Implementation Pattern

def select_best_model(
    sequences: List[Sequence],
    tree: TreeNode,
    criterion: str = 'BIC',
    models: List[str] = None,
    verbose: bool = False
) -> Tuple[str, float, Dict[str, float]]:
    """
    Test multiple models and select best using AIC/BIC.

    Args:
        sequences: Aligned sequences
        tree: Initial tree topology
        criterion: 'AIC' or 'BIC'
        models: List of model names to test (None = test all)
        verbose: Print comparison table

    Returns:
        (best_model_name, best_score, all_scores)

    Example:
        best, score, all_scores = select_best_model(
            sequences,
            initial_tree,
            criterion='BIC'
        )
        # best = 'GTR+G'
        # all_scores = {'JC69': 5420.3, 'K80': 5315.2, 'GTR+G': 5298.1}
    """
    results = {}
    n_sites = len(sequences[0].sequence)

    for model_name in models:
        # Compute likelihood with this model
        logL, params = compute_likelihood_with_model(
            tree, sequences, model_name
        )

        # Calculate information criterion
        k = len(params)  # Number of free parameters
        if criterion == 'AIC':
            score = -2 * logL + 2 * k
        else:  # BIC
            score = -2 * logL + k * np.log(n_sites)

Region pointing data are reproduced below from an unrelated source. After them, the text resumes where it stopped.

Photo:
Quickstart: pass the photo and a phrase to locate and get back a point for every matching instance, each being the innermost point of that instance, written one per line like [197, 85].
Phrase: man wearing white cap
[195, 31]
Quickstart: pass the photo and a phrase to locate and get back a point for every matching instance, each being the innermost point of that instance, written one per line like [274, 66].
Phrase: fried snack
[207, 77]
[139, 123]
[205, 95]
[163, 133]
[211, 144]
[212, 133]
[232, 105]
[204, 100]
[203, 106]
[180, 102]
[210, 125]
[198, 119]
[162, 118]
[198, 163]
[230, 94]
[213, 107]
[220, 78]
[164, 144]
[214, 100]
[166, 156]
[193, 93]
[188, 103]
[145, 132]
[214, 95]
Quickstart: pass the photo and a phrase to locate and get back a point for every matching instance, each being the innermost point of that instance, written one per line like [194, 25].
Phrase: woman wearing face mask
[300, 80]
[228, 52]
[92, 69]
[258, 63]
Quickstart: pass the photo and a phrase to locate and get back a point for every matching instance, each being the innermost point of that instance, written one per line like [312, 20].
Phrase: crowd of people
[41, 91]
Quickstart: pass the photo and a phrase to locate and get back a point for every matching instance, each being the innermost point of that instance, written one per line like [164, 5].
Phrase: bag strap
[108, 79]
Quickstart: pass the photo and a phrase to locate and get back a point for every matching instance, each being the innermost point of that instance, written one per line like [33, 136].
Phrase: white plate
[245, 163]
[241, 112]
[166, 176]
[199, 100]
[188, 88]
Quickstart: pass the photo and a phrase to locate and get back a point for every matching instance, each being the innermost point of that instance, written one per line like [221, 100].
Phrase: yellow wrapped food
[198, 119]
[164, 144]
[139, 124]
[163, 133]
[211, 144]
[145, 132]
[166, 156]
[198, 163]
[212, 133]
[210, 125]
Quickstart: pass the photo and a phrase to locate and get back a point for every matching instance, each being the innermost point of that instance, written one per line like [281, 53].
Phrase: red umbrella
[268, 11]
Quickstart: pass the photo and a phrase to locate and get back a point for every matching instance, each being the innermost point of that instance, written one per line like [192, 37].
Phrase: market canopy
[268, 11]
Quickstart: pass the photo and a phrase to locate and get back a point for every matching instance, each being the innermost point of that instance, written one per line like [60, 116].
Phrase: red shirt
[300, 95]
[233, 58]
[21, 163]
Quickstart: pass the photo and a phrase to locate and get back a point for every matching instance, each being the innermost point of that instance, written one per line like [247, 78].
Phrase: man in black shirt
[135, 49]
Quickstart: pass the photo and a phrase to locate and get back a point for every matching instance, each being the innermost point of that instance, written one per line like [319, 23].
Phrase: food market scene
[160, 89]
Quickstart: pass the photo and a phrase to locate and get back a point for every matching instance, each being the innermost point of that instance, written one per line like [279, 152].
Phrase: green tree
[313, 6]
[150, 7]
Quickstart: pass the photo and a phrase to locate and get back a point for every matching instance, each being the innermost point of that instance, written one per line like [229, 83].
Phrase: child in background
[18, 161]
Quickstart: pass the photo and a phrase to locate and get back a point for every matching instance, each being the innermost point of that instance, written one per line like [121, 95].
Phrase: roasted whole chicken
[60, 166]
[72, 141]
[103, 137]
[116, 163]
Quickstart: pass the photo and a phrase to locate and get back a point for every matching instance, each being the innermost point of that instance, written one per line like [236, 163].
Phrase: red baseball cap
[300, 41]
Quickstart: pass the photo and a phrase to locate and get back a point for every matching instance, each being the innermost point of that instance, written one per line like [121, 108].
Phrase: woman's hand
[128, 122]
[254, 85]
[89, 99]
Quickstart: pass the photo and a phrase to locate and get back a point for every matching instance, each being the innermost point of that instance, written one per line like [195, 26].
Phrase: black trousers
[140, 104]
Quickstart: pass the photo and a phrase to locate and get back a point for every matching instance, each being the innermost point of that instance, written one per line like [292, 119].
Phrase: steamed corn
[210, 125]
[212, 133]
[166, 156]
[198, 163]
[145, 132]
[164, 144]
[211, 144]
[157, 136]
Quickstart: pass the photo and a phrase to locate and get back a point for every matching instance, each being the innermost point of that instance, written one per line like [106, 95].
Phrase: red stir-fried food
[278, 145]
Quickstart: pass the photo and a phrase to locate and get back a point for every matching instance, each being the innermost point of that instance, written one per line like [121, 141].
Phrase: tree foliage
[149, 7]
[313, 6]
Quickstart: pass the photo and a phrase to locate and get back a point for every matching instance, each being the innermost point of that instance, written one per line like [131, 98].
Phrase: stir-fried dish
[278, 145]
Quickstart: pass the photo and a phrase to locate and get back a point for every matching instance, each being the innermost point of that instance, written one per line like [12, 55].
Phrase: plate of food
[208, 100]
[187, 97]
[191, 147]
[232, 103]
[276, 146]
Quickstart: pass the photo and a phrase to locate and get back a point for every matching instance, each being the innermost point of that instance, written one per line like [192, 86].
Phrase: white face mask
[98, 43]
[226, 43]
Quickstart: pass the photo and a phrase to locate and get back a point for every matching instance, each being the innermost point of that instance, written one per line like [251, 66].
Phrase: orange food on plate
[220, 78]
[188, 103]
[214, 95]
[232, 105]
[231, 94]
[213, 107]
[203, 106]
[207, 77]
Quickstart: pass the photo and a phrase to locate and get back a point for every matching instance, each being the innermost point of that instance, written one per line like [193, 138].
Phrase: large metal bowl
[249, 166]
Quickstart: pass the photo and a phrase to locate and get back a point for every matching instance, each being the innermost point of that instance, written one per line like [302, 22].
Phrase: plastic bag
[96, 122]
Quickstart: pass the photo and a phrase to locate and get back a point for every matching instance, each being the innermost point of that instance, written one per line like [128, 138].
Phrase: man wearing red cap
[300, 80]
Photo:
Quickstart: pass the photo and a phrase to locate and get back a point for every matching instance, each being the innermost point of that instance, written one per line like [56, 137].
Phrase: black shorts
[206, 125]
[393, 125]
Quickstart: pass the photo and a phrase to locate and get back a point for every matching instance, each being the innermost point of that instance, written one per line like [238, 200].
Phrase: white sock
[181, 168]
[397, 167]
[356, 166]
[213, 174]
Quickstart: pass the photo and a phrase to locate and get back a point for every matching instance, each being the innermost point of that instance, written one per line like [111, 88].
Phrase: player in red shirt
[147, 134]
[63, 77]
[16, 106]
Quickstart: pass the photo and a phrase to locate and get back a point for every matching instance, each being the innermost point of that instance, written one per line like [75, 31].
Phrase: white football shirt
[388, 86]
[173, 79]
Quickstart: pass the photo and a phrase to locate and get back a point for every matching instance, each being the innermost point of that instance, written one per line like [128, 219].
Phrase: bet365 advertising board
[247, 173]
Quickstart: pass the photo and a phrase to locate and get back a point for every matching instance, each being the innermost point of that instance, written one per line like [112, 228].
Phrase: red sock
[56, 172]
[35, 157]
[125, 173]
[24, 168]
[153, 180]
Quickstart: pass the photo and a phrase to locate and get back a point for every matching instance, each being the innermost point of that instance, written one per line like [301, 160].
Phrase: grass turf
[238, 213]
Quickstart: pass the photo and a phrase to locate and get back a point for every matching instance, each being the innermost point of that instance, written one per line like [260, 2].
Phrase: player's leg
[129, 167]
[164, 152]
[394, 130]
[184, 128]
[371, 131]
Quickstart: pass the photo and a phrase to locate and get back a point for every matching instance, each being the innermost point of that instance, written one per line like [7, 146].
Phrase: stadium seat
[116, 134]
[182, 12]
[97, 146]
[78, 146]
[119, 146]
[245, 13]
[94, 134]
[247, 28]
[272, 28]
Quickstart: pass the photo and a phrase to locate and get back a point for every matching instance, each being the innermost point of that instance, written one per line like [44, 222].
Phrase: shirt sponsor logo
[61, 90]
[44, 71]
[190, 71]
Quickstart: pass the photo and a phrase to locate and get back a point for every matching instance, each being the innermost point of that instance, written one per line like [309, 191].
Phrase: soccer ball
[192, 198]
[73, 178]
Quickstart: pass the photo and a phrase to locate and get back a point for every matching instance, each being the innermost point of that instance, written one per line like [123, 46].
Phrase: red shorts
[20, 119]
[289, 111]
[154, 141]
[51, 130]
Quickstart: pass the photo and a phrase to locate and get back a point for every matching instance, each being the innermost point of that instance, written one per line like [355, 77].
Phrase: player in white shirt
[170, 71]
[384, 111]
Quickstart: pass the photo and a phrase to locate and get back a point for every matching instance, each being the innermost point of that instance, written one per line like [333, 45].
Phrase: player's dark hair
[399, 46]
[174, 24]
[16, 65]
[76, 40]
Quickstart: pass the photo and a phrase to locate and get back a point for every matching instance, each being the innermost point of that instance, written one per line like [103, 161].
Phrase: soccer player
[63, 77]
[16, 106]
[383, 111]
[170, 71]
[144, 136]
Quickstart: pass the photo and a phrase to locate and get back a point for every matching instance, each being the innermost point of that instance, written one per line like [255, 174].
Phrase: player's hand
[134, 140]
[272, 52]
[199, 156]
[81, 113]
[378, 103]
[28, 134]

        results[model_name] = {
            'logL': logL,
            'params': k,
            'score': score
        }

    # Find best model (lowest score)
    best_model = min(results.items(), key=lambda x: x[1]['score'])

    if verbose:
        print("\nModel Selection Results:")
        print(f"Criterion: {criterion}")
        print(f"{'Model':<12} {'LogL':>12} {'Params':>8} {criterion:>12}")
        print("-" * 48)
        for name, res in sorted(results.items(), key=lambda x: x[1]['score']):
            marker = " *" if name == best_model[0] else ""
            print(f"{name:<12} {res['logL']:>12.2f} {res['params']:>8} "
                  f"{res['score']:>12.2f}{marker}")

    return best_model[0], best_model[1]['score'], results

Model Classes

class SubstitutionModel:
    """Base class for substitution models."""

    def __init__(self, name: str, n_params: int):
        self.name = name
        self.n_params = n_params

    def get_rate_matrix(self, params: np.ndarray, freqs: np.ndarray) -> np.ndarray:
        """Get Q matrix for this model."""
        raise NotImplementedError

class JC69Model(SubstitutionModel):
    """Jukes-Cantor: equal rates, equal frequencies."""

    def __init__(self):
        super().__init__('JC69', n_params=0)

    def get_rate_matrix(self, params=None, freqs=None) -> np.ndarray:
        # All rates equal (normalized to 1)
        freqs = np.array([0.25, 0.25, 0.25, 0.25])
        Q = np.ones((4, 4)) * 0.25
        np.fill_diagonal(Q, 0)
        np.fill_diagonal(Q, -Q.sum(axis=1))
        return Q

class K80Model(SubstitutionModel):
    """Kimura: different transition/transversion rates."""

    def __init__(self):
        super().__init__('K80', n_params=1)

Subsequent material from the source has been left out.